Дальше был дом Красса в пер. Университетском, 28. После – дом Александриных на пр. Чехова, 12. Там совершенно потрясающая история: нашёлся потомок, представитель знатного казачьего рода. Его предки ушли из Ростова после революции с Белым движением и один из них возвращался сюда с немцами в 1942 году, чтобы посмотреть на своё родовое гнездо. Но никого не нашёл и ушёл ни с чем.
Следующий дом – Будённовский, 17, напротив ЦУМа, в 90-х его приватизировали, потом решили снести и поставить там десятиэтажку...

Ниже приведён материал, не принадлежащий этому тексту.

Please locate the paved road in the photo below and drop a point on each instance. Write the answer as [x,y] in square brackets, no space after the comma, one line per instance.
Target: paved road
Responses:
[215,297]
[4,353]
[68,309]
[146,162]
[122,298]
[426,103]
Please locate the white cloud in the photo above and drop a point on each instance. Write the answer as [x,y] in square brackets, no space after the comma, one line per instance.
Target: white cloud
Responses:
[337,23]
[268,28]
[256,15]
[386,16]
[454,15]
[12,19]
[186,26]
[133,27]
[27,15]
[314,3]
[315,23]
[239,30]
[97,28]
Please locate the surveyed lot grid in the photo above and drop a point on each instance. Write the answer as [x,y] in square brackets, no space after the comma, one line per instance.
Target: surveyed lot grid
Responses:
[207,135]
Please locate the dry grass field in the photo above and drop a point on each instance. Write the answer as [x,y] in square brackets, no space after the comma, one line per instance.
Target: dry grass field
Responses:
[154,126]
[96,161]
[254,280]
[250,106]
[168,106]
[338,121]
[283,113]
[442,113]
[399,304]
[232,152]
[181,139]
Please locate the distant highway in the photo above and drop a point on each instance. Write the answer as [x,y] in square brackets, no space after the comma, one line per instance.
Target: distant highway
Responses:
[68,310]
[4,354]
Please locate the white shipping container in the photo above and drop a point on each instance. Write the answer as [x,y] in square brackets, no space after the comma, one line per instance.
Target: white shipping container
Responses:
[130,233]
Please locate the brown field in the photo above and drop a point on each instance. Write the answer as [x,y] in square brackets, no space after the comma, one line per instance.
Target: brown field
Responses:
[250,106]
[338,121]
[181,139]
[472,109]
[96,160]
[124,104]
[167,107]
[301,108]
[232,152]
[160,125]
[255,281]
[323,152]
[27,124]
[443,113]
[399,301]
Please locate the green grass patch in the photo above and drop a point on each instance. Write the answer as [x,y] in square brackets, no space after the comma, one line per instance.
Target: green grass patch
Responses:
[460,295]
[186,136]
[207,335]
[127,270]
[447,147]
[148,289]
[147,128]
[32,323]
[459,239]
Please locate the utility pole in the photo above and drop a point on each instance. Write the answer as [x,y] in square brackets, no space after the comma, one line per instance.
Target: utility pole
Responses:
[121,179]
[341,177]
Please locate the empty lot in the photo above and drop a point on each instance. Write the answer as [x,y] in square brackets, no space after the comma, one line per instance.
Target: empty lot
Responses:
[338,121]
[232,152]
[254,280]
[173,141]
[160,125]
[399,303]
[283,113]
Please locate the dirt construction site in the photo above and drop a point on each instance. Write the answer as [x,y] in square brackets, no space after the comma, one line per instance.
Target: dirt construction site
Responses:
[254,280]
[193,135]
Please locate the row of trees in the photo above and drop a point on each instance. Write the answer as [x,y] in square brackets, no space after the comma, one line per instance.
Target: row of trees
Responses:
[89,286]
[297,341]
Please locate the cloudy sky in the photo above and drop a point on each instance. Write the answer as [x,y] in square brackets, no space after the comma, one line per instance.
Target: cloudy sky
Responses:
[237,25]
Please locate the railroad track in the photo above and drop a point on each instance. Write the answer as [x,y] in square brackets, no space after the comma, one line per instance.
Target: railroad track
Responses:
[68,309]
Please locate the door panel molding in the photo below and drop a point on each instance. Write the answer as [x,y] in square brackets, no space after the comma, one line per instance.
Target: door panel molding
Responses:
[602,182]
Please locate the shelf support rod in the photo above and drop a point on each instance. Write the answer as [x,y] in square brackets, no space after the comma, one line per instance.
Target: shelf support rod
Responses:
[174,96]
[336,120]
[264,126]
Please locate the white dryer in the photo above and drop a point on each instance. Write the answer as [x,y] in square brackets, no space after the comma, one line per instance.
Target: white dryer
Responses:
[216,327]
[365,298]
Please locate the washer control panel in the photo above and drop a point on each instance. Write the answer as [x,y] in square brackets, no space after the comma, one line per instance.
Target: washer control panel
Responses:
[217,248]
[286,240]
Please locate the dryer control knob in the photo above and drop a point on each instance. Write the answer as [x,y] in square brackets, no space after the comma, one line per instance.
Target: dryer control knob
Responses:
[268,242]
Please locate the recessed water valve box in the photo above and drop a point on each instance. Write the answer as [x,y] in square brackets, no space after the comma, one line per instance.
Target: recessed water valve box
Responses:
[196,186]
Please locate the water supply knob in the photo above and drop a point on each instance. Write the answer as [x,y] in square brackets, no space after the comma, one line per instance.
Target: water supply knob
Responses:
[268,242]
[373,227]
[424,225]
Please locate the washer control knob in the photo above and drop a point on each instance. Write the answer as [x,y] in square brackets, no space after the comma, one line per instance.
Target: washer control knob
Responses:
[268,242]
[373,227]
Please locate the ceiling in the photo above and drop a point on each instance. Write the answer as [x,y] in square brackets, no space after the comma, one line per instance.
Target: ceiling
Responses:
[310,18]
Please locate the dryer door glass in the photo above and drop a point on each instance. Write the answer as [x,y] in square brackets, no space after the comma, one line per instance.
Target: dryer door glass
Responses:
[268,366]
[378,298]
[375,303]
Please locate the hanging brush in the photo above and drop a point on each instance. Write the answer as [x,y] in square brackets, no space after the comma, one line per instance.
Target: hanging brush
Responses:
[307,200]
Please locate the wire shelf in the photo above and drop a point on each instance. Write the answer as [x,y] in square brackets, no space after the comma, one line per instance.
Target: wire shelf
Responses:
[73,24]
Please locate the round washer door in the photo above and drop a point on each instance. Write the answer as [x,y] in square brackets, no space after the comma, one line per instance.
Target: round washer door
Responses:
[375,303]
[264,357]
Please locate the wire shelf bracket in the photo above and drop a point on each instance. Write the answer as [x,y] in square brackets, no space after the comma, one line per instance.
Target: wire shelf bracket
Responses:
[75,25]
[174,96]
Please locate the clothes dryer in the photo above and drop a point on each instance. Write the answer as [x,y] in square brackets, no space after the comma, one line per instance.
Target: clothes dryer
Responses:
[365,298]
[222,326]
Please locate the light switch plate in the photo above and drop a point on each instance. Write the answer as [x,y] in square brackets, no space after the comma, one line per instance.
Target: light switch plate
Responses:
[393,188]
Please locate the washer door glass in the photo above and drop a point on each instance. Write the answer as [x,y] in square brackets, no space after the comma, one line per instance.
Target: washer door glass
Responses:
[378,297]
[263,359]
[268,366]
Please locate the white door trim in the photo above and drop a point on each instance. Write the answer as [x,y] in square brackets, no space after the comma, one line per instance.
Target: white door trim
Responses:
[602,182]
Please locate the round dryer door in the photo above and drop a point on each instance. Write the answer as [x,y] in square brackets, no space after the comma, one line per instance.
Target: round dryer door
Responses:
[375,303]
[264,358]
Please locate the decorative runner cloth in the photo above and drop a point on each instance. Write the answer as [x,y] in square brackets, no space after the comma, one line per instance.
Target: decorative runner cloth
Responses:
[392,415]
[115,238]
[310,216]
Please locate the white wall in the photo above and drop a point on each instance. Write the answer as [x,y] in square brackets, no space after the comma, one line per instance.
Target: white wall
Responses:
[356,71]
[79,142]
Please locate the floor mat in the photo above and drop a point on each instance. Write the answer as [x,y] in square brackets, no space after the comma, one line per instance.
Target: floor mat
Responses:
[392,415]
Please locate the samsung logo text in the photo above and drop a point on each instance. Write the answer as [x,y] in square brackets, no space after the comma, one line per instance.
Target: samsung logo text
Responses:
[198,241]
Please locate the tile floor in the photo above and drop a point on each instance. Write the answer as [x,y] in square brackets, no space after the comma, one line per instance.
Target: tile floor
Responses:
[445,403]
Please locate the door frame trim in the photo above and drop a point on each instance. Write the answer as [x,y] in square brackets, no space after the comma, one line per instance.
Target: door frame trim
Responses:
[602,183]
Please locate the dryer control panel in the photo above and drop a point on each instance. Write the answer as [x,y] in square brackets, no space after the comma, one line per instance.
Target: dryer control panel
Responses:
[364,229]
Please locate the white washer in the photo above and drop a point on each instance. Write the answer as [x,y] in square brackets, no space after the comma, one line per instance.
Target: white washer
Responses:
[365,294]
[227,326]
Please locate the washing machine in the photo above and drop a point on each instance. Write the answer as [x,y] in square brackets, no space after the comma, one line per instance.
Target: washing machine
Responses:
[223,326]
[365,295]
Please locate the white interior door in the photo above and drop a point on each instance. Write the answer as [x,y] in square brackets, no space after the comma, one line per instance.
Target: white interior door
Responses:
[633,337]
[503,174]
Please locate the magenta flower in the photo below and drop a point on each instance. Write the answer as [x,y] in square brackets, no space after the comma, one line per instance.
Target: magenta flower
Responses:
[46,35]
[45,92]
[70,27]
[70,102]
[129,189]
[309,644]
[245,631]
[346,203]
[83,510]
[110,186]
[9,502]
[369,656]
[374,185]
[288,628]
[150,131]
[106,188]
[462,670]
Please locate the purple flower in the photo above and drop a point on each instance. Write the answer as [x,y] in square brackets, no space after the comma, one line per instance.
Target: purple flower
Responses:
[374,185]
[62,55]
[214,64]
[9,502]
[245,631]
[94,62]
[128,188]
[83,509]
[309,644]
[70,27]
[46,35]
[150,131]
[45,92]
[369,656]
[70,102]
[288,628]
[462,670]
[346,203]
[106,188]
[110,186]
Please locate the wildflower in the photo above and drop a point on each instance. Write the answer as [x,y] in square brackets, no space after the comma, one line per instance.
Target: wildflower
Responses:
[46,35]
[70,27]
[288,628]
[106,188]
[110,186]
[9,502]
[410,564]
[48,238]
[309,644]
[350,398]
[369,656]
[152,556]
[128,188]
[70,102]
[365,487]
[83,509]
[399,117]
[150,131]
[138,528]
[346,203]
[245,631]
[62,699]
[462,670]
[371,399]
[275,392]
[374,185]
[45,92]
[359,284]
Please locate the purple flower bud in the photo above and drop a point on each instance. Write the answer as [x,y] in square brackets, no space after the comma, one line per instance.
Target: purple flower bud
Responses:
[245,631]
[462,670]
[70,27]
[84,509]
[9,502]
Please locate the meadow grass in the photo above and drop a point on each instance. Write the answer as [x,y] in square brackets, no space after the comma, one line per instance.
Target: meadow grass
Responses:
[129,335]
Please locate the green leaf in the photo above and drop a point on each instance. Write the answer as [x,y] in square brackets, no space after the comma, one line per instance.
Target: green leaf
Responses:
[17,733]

– Она же там никак не вписывается...
– А в парке Строителей вписываются? А эти огромные дома на Красноармейской на месте бывшего здания Ростовской кинохроники? Тут хотели поставить нечто подобное, в пятидесяти метрах от перехода, между прочим. От нагрузки на фундамент потрескались бы ещё и все соседние старые дома... Но к тому времени, когда я об этом узнала, было понимание, как этого избежать. Я пошла в госархив, подняла документы и нашла чертежи – дом этот построен ещё в начале прошлого века. В 1920-е годы здание пережило пожар, и восстанавливал его наш легендарный архитектор Григорий Васильев. Во время бомбардировок Ростова фасад дома чудом уцелел. В конце 1940-х в Ростове стартовала очень грамотная программа восстановления города: дома объединяли в ансамбли целыми кварталами. И этот дом тоже вошёл в ансамбль Будённовского проспекта. Подняв всю эту историю, я доказала, что здание для города ценно, его признали объектом культурного наследия и не тронули.
Собака лает, караван идёт
– Ольга, собирая документы, вы сталкивались с опытом других городов. Как у нас на общероссийском фоне обстоят дела?

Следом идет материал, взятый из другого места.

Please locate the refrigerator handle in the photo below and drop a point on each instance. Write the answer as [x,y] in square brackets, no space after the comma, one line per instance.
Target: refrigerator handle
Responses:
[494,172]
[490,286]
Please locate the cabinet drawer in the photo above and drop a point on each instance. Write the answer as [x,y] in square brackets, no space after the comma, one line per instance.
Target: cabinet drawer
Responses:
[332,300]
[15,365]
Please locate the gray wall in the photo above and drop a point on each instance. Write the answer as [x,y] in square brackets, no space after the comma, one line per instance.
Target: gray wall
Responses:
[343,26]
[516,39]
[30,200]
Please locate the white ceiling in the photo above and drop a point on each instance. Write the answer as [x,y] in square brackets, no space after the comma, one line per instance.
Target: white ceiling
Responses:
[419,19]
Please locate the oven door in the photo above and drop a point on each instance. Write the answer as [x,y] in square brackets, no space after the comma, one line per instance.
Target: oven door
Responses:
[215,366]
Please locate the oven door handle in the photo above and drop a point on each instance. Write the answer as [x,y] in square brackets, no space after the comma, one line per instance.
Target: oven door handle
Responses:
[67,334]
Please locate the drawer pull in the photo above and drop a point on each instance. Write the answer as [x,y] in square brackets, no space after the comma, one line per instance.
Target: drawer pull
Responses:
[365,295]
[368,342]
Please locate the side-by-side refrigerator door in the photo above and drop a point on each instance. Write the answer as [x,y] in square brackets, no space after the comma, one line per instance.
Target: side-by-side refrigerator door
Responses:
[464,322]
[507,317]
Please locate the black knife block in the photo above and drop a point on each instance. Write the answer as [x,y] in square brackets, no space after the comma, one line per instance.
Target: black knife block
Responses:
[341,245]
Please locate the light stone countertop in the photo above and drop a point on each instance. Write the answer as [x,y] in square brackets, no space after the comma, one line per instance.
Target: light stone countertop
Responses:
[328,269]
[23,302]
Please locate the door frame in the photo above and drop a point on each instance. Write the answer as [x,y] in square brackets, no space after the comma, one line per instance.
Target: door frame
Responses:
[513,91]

В России, вообще, мало городов, где власти и градозащитники смотрят в одном направлении. Исключение – Томск, где хорошо продумали и быстро внедрили программу «Дом за рубль». У нас эта программа тоже должна работать, в 2021 году вышло постановление. Но воз и ныне там – мы интересовались этим вопросом, получили ответ: есть список из 14 домов. Но где он, этот список?

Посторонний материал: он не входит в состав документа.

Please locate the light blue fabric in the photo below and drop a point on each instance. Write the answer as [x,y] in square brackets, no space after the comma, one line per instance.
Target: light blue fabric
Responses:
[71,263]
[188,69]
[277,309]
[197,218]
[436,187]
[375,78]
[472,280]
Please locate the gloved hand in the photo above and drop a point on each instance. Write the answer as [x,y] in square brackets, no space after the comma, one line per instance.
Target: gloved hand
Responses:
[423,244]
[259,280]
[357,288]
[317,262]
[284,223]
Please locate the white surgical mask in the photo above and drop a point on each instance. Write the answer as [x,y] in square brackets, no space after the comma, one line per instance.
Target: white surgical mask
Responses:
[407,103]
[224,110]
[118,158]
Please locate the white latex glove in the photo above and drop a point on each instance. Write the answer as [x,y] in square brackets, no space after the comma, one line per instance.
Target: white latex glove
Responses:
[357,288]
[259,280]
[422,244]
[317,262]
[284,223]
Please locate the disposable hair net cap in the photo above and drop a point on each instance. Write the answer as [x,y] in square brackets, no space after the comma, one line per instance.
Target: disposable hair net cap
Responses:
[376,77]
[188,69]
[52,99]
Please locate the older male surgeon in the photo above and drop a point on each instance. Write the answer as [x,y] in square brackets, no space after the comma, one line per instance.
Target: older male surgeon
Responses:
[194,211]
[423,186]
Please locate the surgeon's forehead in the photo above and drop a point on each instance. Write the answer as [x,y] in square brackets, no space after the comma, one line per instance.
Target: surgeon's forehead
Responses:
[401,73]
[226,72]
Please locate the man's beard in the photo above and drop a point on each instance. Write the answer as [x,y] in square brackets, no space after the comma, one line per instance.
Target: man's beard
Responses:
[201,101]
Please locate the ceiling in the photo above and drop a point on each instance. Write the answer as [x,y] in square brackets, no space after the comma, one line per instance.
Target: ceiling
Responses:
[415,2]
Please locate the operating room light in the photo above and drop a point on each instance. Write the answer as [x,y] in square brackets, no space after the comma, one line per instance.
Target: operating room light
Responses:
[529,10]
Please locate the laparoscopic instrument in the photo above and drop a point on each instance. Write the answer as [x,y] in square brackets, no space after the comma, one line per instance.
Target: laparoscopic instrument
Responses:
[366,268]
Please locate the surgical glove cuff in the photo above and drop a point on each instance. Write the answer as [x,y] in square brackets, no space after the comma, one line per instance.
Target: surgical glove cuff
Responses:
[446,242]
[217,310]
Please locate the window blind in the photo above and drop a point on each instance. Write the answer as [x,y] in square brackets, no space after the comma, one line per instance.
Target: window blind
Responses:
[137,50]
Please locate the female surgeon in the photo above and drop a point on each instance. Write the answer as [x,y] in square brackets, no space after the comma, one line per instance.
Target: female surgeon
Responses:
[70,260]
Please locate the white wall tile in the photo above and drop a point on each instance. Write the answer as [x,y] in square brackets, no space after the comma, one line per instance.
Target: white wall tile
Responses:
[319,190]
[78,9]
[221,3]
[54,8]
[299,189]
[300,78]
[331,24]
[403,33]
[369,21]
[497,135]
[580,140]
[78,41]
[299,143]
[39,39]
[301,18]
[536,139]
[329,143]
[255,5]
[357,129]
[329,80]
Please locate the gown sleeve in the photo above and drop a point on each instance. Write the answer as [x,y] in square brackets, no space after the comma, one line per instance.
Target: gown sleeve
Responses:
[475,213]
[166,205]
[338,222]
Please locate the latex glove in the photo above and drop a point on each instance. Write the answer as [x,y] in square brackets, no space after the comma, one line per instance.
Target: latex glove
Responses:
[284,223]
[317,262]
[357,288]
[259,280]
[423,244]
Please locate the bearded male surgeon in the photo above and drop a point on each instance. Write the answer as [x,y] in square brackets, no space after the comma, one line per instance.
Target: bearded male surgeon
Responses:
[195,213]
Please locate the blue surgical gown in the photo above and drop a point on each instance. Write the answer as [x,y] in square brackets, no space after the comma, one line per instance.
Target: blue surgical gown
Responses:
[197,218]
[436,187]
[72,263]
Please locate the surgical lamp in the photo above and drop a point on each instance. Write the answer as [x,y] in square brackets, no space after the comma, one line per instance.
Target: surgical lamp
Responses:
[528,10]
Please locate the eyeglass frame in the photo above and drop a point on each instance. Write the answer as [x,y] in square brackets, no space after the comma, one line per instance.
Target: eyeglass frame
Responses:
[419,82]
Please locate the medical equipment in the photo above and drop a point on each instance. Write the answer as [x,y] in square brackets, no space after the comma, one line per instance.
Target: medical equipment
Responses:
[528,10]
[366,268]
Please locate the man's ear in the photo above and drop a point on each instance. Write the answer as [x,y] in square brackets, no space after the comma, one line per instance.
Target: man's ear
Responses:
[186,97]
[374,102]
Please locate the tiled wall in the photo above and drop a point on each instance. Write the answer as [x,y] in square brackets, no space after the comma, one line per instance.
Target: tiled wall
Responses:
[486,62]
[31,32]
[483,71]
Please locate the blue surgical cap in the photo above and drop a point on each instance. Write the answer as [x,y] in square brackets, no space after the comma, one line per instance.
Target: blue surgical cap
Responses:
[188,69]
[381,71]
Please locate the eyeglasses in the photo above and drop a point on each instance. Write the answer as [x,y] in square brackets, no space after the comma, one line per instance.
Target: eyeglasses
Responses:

– С властями понятно. А городское сообщество изменилось за те годы, что вы этим занимаетесь?
– Да. И во многом это произошло благодаря городским экскурсиям и блогам гидов. Игорь Нарижный, рассказывая о мозаиках, историях домов, легендарных местах, делает большое дело. Обратите внимание, сколько людей к нему ходят на экскурсии, и это, в основном, ростовчане, которые хотят узнать историю города, в котором они выросли. А она богатейшая...
– После семи лет борьбы и многих побед вас больше не называют городскими сумасшедшими?
– Уже реже (смеётся). Но нам всё равно, как нас называют. Собака лает, а караван идёт – дома стоят. Их видит моя дочь, застанут мои внуки, а может, и правнуки, если общество будет меняться, то вполне возможно, что и таким чудесам быть. Я в это верю.